Each second Tuesday of the month the Foundation members demonstrate at the Japanese Embassy in the Hague.
In May I will be in Holland and will be at the demonstration in the Hague with my cousins who like me were in Japanese prison camps.We honor our parents who have suffered tremendously under these brutal Japanese Imperial Army.They are gone, but we are still here and we will ask for recognition and acknowledges of the plight of the Dutch from former Dutch-East Indies and acceptance of the moral obligation of the Japanese people to redress Japan's past.
We hope that the Dutch Government acknowledge that justice needs to been done and the people from Dutch-Indies are compensated for loss of income and health as a result of the Japanese occupation of Dutch East Indies.

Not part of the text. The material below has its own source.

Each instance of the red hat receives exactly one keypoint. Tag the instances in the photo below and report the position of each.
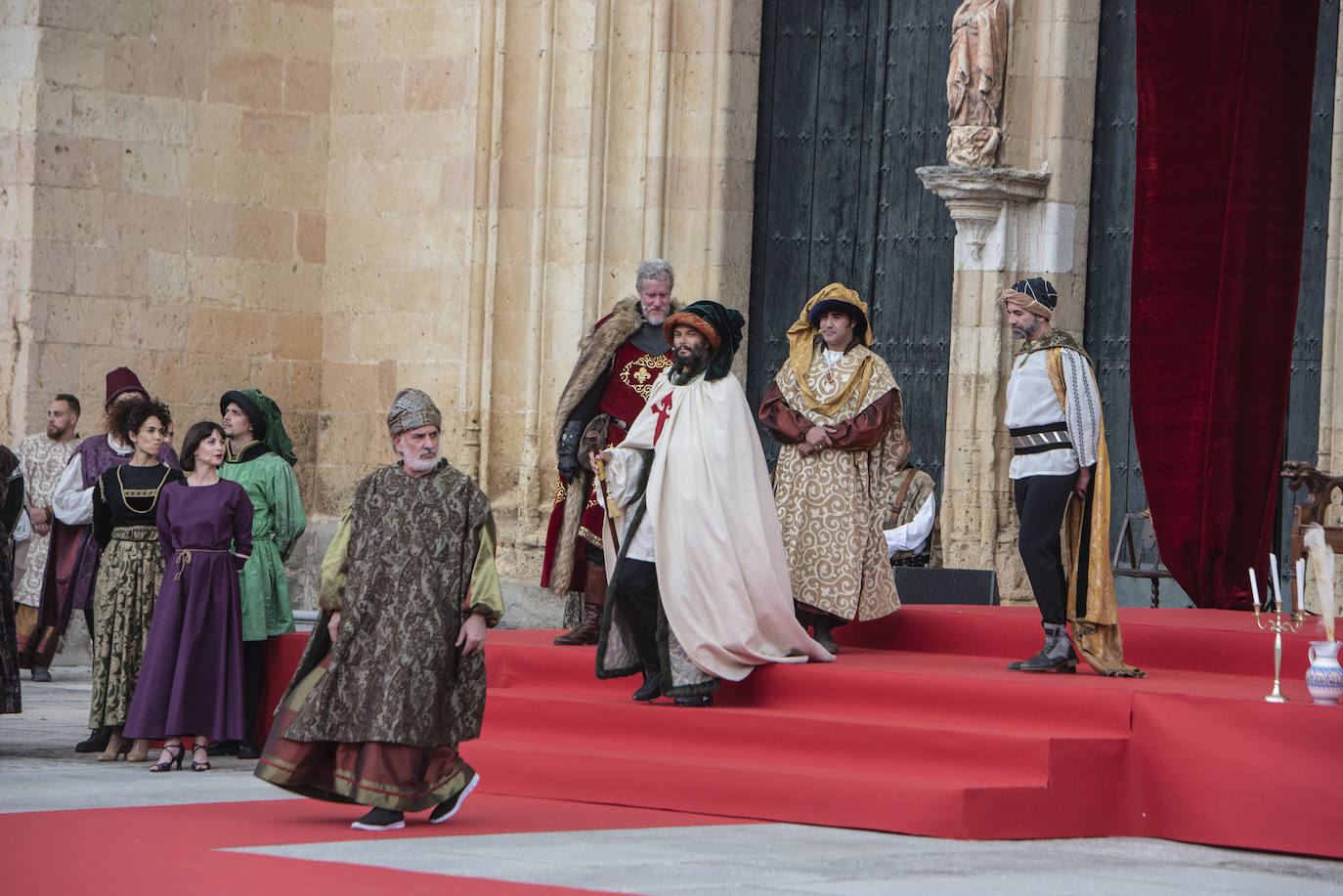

Many studies show that the Dutch government has taken a view that they could not afford to help their countrymen from overseas and that they have done enough in accepting their return home. The discussion with the Dutch government is that they too have a social and moral responsibility to redress the past and come to a final acknowledgment in paying the so called Back Pay to civil servants and military and the war damage resulting from political decisions made by the Dutch Government in London.
Considering the history of the Foundation of Japanese Honorary Debts one must conclude that we continue the fight for justice and redress on moral and social grounds. The legal issues are important and in particular as one consider the future. This symposium was organized by the Foundation in order to pay attention to the individual plight in getting compensation from belligerent parties and that those compensations can not be waived by special treaties and local interpretations by judges. This is an investment for the future, which we hope both Japan and the Netherlands take at heart.
On behalf of the board of the Foundation of Japanese Honorary Debts.
J.F. van Wagtendonk. president
To honor our parents who suffered so tremendously under the occupation of the Japanese Army.Justification and recognition will come! Rest in Peace.